入口から入って目に飛び込んでくるのは、一面に貼られたピンク、黄色、緑の誌面。そして、鼻腔をくすぐるはジャンプのニオイ!!そういえば、雨の日はこのニオイが部屋に充満していましたね。
会場は作品ごとにブースで分かれており、掲載当時の生原稿を展示。アニメ化した作品は主題歌をオープニング映像と一緒に流し、外のカフェでは作品にちなんだメニューも揃い、五感すべてを使って週刊少年ジャンプを堪能する企画展となっていました。
でもふと思う。
これってジャンプファンにしか楽しめないのかしらと。
いいえ、きっと違います。
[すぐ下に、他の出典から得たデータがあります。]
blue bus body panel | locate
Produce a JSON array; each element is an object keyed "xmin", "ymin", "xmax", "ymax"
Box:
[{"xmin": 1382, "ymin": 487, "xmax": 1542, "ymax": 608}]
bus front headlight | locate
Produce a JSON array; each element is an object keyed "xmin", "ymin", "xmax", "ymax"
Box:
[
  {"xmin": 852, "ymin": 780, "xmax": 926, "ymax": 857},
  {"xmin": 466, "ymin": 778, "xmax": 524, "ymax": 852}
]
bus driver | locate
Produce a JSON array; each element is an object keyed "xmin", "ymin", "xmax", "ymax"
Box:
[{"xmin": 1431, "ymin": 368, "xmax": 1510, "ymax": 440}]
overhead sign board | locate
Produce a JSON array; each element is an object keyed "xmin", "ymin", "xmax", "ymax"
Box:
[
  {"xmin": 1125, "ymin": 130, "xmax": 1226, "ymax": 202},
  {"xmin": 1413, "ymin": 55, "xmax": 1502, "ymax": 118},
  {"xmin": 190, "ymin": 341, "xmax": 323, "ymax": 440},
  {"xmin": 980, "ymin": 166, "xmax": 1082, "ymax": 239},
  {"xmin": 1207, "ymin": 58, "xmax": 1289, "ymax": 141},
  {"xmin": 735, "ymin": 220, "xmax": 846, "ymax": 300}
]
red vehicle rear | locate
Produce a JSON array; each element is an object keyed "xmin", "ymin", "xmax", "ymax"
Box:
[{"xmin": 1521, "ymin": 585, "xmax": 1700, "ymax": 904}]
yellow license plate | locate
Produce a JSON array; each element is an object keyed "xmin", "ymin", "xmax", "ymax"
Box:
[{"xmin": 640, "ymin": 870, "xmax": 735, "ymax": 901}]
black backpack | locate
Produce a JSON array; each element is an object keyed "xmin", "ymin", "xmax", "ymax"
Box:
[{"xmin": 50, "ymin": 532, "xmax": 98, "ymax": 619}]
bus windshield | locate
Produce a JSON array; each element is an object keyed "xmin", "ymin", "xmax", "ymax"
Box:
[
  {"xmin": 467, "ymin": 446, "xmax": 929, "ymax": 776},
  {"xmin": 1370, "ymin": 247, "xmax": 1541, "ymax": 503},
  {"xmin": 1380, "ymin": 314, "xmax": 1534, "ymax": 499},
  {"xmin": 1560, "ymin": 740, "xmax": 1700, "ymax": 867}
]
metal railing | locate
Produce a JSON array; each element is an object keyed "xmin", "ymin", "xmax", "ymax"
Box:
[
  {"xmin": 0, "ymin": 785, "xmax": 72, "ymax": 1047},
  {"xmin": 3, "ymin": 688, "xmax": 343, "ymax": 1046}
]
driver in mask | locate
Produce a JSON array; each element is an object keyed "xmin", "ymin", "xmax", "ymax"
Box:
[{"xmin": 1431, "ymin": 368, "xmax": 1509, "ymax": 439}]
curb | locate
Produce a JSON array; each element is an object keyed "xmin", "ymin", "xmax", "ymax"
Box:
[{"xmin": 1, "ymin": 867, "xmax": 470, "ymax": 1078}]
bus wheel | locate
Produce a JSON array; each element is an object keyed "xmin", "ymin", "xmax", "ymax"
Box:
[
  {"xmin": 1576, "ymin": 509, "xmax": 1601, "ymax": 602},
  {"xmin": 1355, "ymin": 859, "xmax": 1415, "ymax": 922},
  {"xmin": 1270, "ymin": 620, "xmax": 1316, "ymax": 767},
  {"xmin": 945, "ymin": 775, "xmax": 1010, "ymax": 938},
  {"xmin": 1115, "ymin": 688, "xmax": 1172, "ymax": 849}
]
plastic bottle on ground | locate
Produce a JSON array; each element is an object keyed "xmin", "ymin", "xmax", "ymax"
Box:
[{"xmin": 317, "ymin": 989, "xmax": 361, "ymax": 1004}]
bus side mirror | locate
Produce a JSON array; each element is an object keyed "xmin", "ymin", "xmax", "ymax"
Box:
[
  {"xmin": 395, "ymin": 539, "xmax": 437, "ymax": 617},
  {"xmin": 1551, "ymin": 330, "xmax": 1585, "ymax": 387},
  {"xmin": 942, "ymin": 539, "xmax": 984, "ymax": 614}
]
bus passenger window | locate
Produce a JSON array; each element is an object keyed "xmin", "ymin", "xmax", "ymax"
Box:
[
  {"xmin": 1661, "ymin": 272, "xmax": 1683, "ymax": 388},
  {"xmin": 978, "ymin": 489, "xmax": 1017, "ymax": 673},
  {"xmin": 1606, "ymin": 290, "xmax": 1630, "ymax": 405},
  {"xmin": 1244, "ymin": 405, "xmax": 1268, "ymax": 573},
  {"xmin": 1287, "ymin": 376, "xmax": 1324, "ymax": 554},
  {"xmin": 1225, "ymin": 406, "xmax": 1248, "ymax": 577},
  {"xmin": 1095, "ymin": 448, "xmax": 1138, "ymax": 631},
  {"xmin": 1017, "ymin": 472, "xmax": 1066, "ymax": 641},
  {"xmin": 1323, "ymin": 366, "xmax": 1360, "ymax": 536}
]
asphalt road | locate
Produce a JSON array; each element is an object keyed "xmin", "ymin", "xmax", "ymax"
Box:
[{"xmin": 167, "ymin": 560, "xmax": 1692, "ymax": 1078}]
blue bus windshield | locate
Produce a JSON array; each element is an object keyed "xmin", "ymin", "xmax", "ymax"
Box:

デジタル技術による作画があまりない90年代の生原稿だからこそ、漫画本編を知らなくても、売れ売れ漫画家の生き生きとした筆のタッチや作画の個性を楽しめるのではないでしょうか。
ということで、今回は「作品はなんとなく知っているし、ジャンプ展に興味あるけど、どう見ていいのかわからない」という人に向けて!
他のアート展と同じように、生原稿のどこが凄いのか、どこを見たら面白く感じられるのかを勝手ながら解説したいと思います。 ただ、残念なことに会場は撮影NGだったため、私の思い出の品やフォトブースを中心の写真となることをお許しください!
目次
◆スゲー格好良い『ドラゴンボール』の美しい画面設計
悟空のかめはめ波、ベジータのビッグバンアタックに、ピッコロの魔貫光殺砲。
地球の平和を守るために、宇宙や神様が住む天界を舞台に強敵たちと闘うバトル漫画の金字塔といえばこの漫画。
90年代ジャンプの看板作品『ドラゴンボール』で注目したいのは、コミックの表紙や誌面の巻頭カラーを飾るカラー原稿です。今回のジャンプ展で最もアートに近い原稿は、『ドラゴンボール』と言っていいほどの完成美がそこにあります。
作者・鳥山明先生が描くキャラクターは目や髪型がデフォルメされて線が少なくスッキリしていますが、背景となるメカ・モンスター・植物は緻密に描かれています。色付けは相対色をバランス良く取り入れていて、カラーの調和が美しすぎるのです。陰影も面で塗られているので、アニメーションのセル画のような見やすさが特徴的。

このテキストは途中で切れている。